I didn't say anything wrong. I didn't say anything to hammer him over the head or take a run at him. That was actually manufactured. I'd own up to it if I took a run at somebody.

Urgency is something we've been trumpeting, we've been beating that drum since the beginning of the season when we started struggling.

And here we thought Howard was the only one who pointed fingers in Los Angeles.

Kobe definitely is the type of player who would "own up" to his attempts at causing a ruckus, but to assert that Los Angeles' drama has been "manufactured" is absurd.

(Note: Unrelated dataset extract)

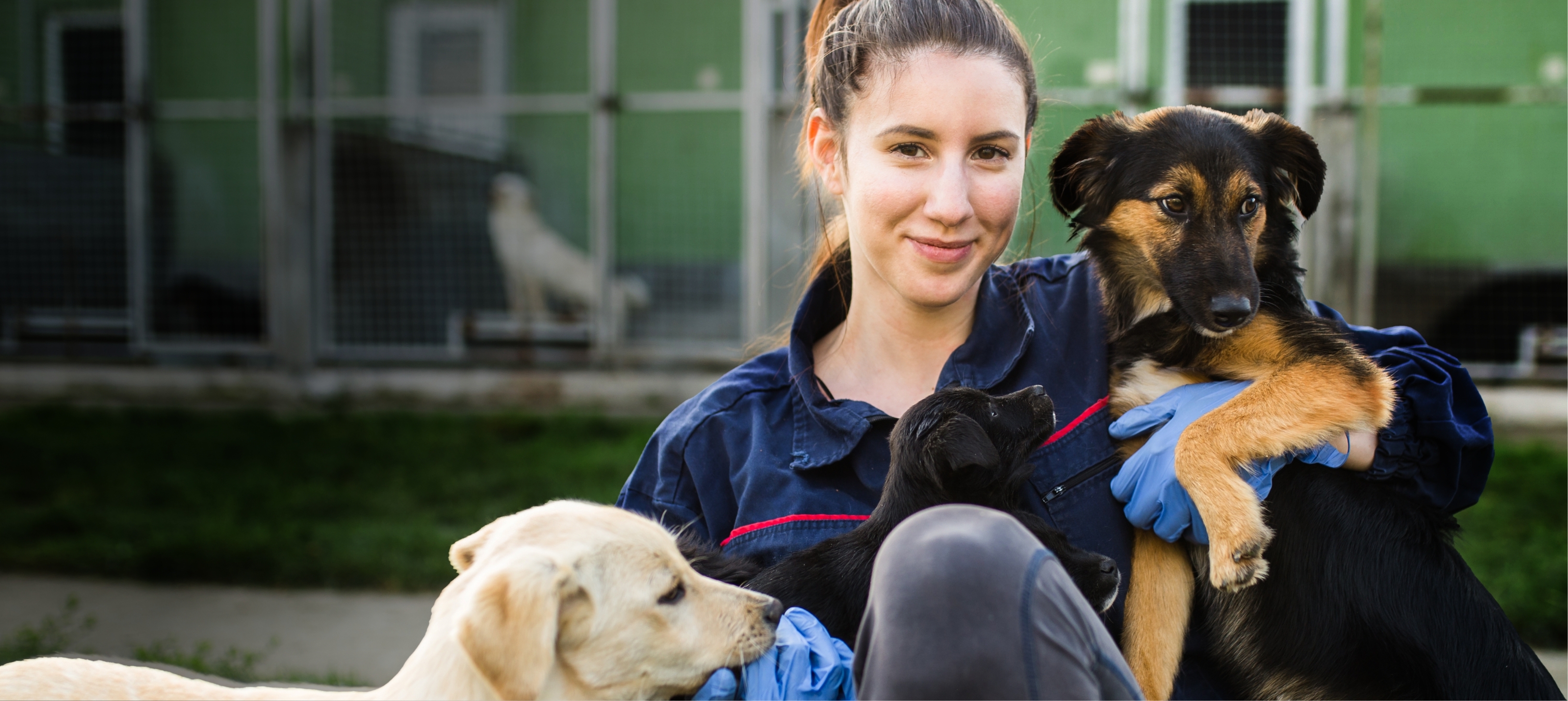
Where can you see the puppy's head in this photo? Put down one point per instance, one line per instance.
(591, 601)
(1184, 203)
(964, 446)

"It is frustrating when things happen that are out of our control," Howard said when asked about Los Angeles' string of controversy. "But it just seems like we're the ones who are doing it or saying it."

Color Dwight right.

I don't doubt that the Lakers are preaching urgency behind closed doors in addition to the media, and I also won't hesitate to believe this Bryant and Howard feud is being taken out of context. But I'll only buy into that to a certain extent.

Aside from demanding Pau Gasol begin sporting his "big boy pants" earlier in the season, Kobe hasn't spoken (at least not publicly) of anyone the way he has Howard.

Did he suggest that Steve Nash nursed his leg injury for too long? Has he implied that Gasol should bring his crutches on the court and play through his torn plantar fascia?

No, he hasn't. He has taken exception to only Howard. And while this is not to say that he despises the behemoth, he's clearly harboring some form of resentment.

Maybe he's sick of hearing Howard moan about his injuries. Perhaps he's done watching Howard point to the box score after subpar performances. Maybe what we interpret as criticism is simply the Black Mamba's version of a hug.

"At least the Shaq stuff was actually warranted," Bryant said. "This is just comical."

If Kobe continues to downplay the genuine problems the Lakers are facing, it won't be long until the "comical" becomes just plain sad.